Past ReturnsC’est très bien de s’enrôler dans une croisade Dawnbringer et d’aller donner sa vie pour la plus grande gloire de Sigmar, mais cela n’est possible que si les fonds nécessaires au financement d’une entreprise aussi coûteuse sont levés auparavant. Pour cela, tous les moyens sont bons, mêmes les plus honteux : notre héros, le Colonel Kai Valgor, un vétéran ventripotent et alcoolique, a donc opté pour le démarchage des autres invités du bal auquel l’a convié la Dame Aslin, ce qui se passe… moyennement bien. Et je ne dis pas tant ça à cause de son incapacité à empocher le moindre centime (ça peut arriver à tout le monde), mais plutôt en raison du meurtre de sang-froid que Valgor se retrouve contraint de commettre sur la personne d’un serviteur du manoir. Pour sa défense, le bougre était en fait un cultiste de Slaanesh, comme son torse tatoué et piercé le révèle (gasp), surpris par le brave Colonel en train de danser de la tektonik dans une salle isolée que Valgor avait confondu avec les toilettes. Rejoint par son bras droit, la Capitaine Freya Gorrick, également conviée à ces réjouissances mondaines, les deux soldats établissent un plan de bataille : pendant que Gorrick camouflera le cadavre derrière une commode pour que sa disparition passe inaperçue (#CommeCestCommode), Valgor mènera son enquête parmi les convives, pour identifier d’autres hédonistes en puissance, et trouver si possible du renfort pour les mettre hors d’état de nuire.

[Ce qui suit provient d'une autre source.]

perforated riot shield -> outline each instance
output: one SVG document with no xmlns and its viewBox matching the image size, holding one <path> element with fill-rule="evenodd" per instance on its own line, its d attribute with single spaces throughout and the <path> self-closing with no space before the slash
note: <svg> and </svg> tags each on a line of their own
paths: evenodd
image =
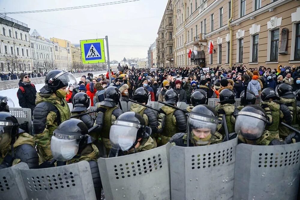
<svg viewBox="0 0 300 200">
<path fill-rule="evenodd" d="M 237 142 L 235 138 L 214 145 L 171 147 L 172 200 L 232 198 Z"/>
<path fill-rule="evenodd" d="M 170 199 L 171 144 L 134 154 L 98 159 L 105 199 Z"/>
<path fill-rule="evenodd" d="M 237 148 L 234 199 L 296 199 L 300 143 Z"/>
<path fill-rule="evenodd" d="M 0 170 L 0 199 L 27 199 L 19 169 L 29 169 L 25 163 Z"/>
<path fill-rule="evenodd" d="M 88 163 L 20 170 L 29 199 L 95 199 Z"/>
</svg>

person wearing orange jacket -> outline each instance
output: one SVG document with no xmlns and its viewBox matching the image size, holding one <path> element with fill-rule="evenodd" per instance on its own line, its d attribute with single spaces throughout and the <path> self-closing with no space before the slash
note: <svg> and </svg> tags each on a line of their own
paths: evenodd
<svg viewBox="0 0 300 200">
<path fill-rule="evenodd" d="M 94 87 L 94 85 L 92 82 L 90 82 L 86 85 L 86 94 L 91 98 L 91 106 L 94 106 L 94 96 L 97 92 L 97 90 Z"/>
</svg>

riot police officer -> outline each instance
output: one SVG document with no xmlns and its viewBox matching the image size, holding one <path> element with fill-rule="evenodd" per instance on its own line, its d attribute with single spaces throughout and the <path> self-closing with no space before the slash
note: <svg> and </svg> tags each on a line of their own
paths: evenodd
<svg viewBox="0 0 300 200">
<path fill-rule="evenodd" d="M 117 105 L 120 102 L 121 94 L 119 89 L 113 86 L 108 87 L 104 92 L 104 100 L 100 102 L 98 107 L 101 111 L 97 113 L 94 126 L 98 125 L 96 129 L 98 134 L 95 136 L 96 140 L 102 140 L 106 149 L 108 155 L 111 145 L 110 141 L 110 130 L 114 121 L 124 112 Z"/>
<path fill-rule="evenodd" d="M 268 130 L 265 111 L 256 105 L 247 106 L 238 112 L 236 120 L 236 132 L 230 138 L 237 136 L 239 143 L 257 145 L 275 145 L 286 144 L 281 139 L 274 139 Z"/>
<path fill-rule="evenodd" d="M 201 89 L 196 90 L 190 96 L 192 105 L 188 106 L 185 109 L 189 112 L 190 112 L 194 107 L 197 105 L 206 104 L 207 100 L 207 95 L 205 91 Z"/>
<path fill-rule="evenodd" d="M 74 107 L 71 111 L 71 116 L 86 112 L 87 110 L 91 106 L 91 99 L 85 93 L 79 92 L 75 94 L 73 98 L 73 104 Z M 89 115 L 86 114 L 74 118 L 80 119 L 83 121 L 88 128 L 91 128 L 94 126 L 94 120 Z"/>
<path fill-rule="evenodd" d="M 33 137 L 19 128 L 16 118 L 7 112 L 0 112 L 0 169 L 20 163 L 30 169 L 38 166 L 38 155 Z"/>
<path fill-rule="evenodd" d="M 176 91 L 170 89 L 165 93 L 165 99 L 166 103 L 176 106 L 178 101 L 178 94 Z M 160 113 L 158 118 L 163 118 L 165 116 L 166 122 L 161 133 L 157 134 L 155 138 L 158 146 L 166 144 L 174 134 L 185 132 L 186 129 L 186 117 L 183 112 L 166 105 L 163 106 L 160 109 L 166 115 Z"/>
<path fill-rule="evenodd" d="M 110 127 L 110 139 L 112 148 L 109 157 L 128 155 L 156 147 L 150 136 L 151 129 L 143 118 L 134 112 L 121 115 Z"/>
<path fill-rule="evenodd" d="M 97 199 L 100 199 L 102 184 L 97 160 L 99 151 L 88 135 L 87 127 L 81 120 L 70 119 L 61 124 L 51 138 L 51 151 L 60 165 L 88 162 Z"/>
<path fill-rule="evenodd" d="M 222 120 L 223 115 L 225 115 L 225 118 L 229 133 L 232 133 L 234 131 L 235 116 L 237 112 L 235 111 L 233 105 L 236 102 L 235 97 L 234 93 L 232 90 L 229 89 L 222 90 L 219 95 L 219 103 L 214 108 L 218 114 L 219 120 Z M 217 130 L 223 137 L 225 136 L 225 130 L 222 124 L 218 125 Z"/>
<path fill-rule="evenodd" d="M 45 82 L 40 92 L 37 93 L 37 106 L 33 110 L 32 121 L 34 137 L 40 163 L 52 159 L 51 136 L 61 123 L 70 118 L 70 109 L 64 98 L 69 84 L 76 84 L 71 73 L 61 70 L 49 72 Z"/>
<path fill-rule="evenodd" d="M 209 106 L 196 106 L 188 117 L 187 133 L 175 134 L 170 142 L 182 147 L 208 145 L 222 142 L 222 136 L 216 131 L 219 121 L 217 116 L 216 111 Z"/>
<path fill-rule="evenodd" d="M 278 128 L 281 121 L 290 124 L 292 115 L 287 106 L 279 101 L 280 98 L 276 95 L 275 91 L 271 88 L 262 90 L 260 94 L 262 103 L 261 107 L 264 109 L 269 117 L 270 124 L 267 124 L 265 129 L 268 130 L 274 138 L 279 138 Z M 271 117 L 270 117 L 270 115 Z"/>
<path fill-rule="evenodd" d="M 144 87 L 139 88 L 134 92 L 133 100 L 146 105 L 148 103 L 149 95 L 149 93 L 146 89 Z M 137 103 L 133 103 L 130 106 L 130 111 L 139 114 L 143 117 L 146 125 L 151 128 L 152 134 L 157 133 L 161 133 L 164 125 L 162 124 L 162 122 L 165 120 L 164 119 L 158 120 L 156 115 L 153 110 Z"/>
<path fill-rule="evenodd" d="M 282 83 L 278 86 L 278 95 L 280 97 L 280 101 L 286 105 L 288 107 L 292 116 L 292 120 L 291 125 L 296 129 L 299 128 L 299 121 L 297 120 L 297 106 L 296 102 L 296 95 L 293 93 L 292 85 L 286 83 Z M 298 121 L 298 122 L 297 122 Z M 289 134 L 292 133 L 287 128 L 280 126 L 279 127 L 279 136 L 284 139 Z"/>
</svg>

Hélas, Valgoche n’est guère doué pour le relationnel (c’est un militaire après tout), et échoue royalement sur les deux tableaux, jusqu’à qu’il engage par hasard la conversation avec une femme en uniforme martial, qui se révèle être la Dame Aslin en personne. Rassuré par ses manières directes et franches, le Colonel ne met pas longtemps à lui souffler que son personnel laisse à désirer, et à l’emmener constater de ses propres yeux la preuve irréfutable(ment morte) que Gorrick lui a gardé au frais dans l’arrière-boutique…

Début spoiler…Seulement voilà, de cadavre à l’endroit convenu, il n’y a pas, ou plus. Très conscient de passer pour une poire auprès de la maîtresse de maison et mécène potentielle de son effort de crowdfunding, Valgor ne sait plus où se mettre, et accepte donc sans réfléchir le petit verre d’eau de vie que lui propose la charitable Aslin pour l’aider à surmonter sa gênance. Mal lui en prend toutefois, car le spiritueux contenait un puissant somnifère, et lorsque Valgor se réveille, c’est en fâcheuse posture : dans la galerie des portraits torturés de son hôtesse, attaché à une chaise et à la merci d’un dangereux peintre nudiste répondant au nom d’Arak, se présentant comme l’artiste en résidence du manoir et tout disposé à tirer un portrait sur le vif du petit curieux que sa patronne lui a ramené.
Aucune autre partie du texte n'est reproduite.